Michaels posted a list of affected stores on its Web site, which includes 23 stores in Maryland and eight in Northern Virginia. The retailer does not have any locations in the District.
News of the breach was first reported Jan. 25 by security blogger Brian Krebs. But the dates released by the retailer Thursday show that customers were vulnerable to attack for up to a month after the announcement. The company did not address the lag in its statement.
Michaels is one of several major retailers — including Target and Neiman Marcus — that were hit by cyberattacks during the past year. The breaches have sparked debates in Washington on the vulnerability of the nation’s magnetic-stripe payment card system and the need for a uniform breach-notification law that would require companies to tell their customers as soon as they discover an attack. Currently, companies are governed by a patchwork of state-level laws.
“This is just one more reason that we need federal data-breach legislation,” said Delara Derakhshani, policy counsel for Consumers Union, an advocacy group. “We have to raise the standards of accountability for retailers such as Michaels, Target or Neiman Marcus.”
Lawmakers have held hearings on Capitol Hill and floated multiple bills supporting federal legislation. Retailers and banks formed a working group this year to combine information and security measures that may help prevent attacks.
But there has been little progress on the issue.
“The ideal solution is going to be one that gleans from all of these bills,” Derakhshani said.
In its update to customers, Michaels did not elaborate on the nature of the attack but said criminals used a “highly sophisticated malware that had not been encountered previously” by either of the security firms investigating the breach. Michaels said it hired two independent security firms to investigate the attack — which is the company’s second data breach in three years.

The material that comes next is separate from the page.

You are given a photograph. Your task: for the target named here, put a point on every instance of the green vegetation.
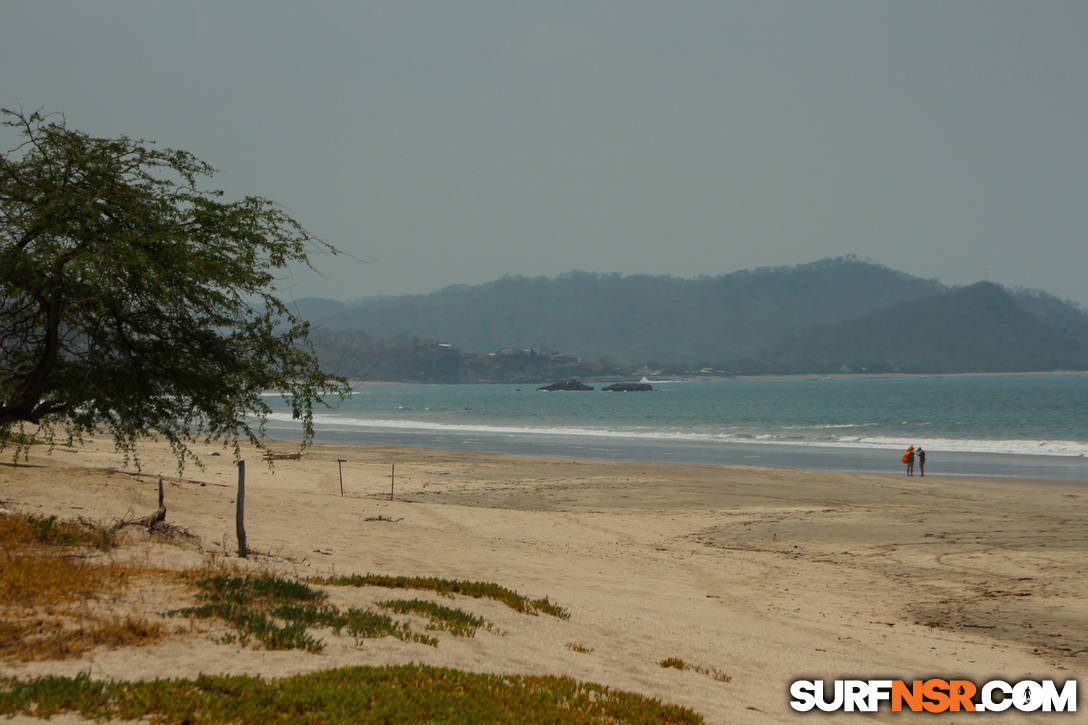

The stolen information at Michaels and Aaron Brothers includes credit and debit card numbers and expiration dates. Customer names, Personal Identification Numbers (PINs) and addresses were not affected, the company said.
“With this incident now fully contained, we can assure customers this malware no longer presents a threat to shoppers at Michaels or Aaron Brothers,” Michaels chief executive Chuck Rubin said in a statement.
The company has received “limited reports” of fraudulent activity, he said, and is offering customers free credit-
monitoring services for one year.
The retailer’s last breach occurred in May 2011, when criminals tampered with 90 PIN pads at stores across the country to steal customers’ payment card information. At the time, the company said fewer than 100 customers reported fraudulent activity as a result of the attack.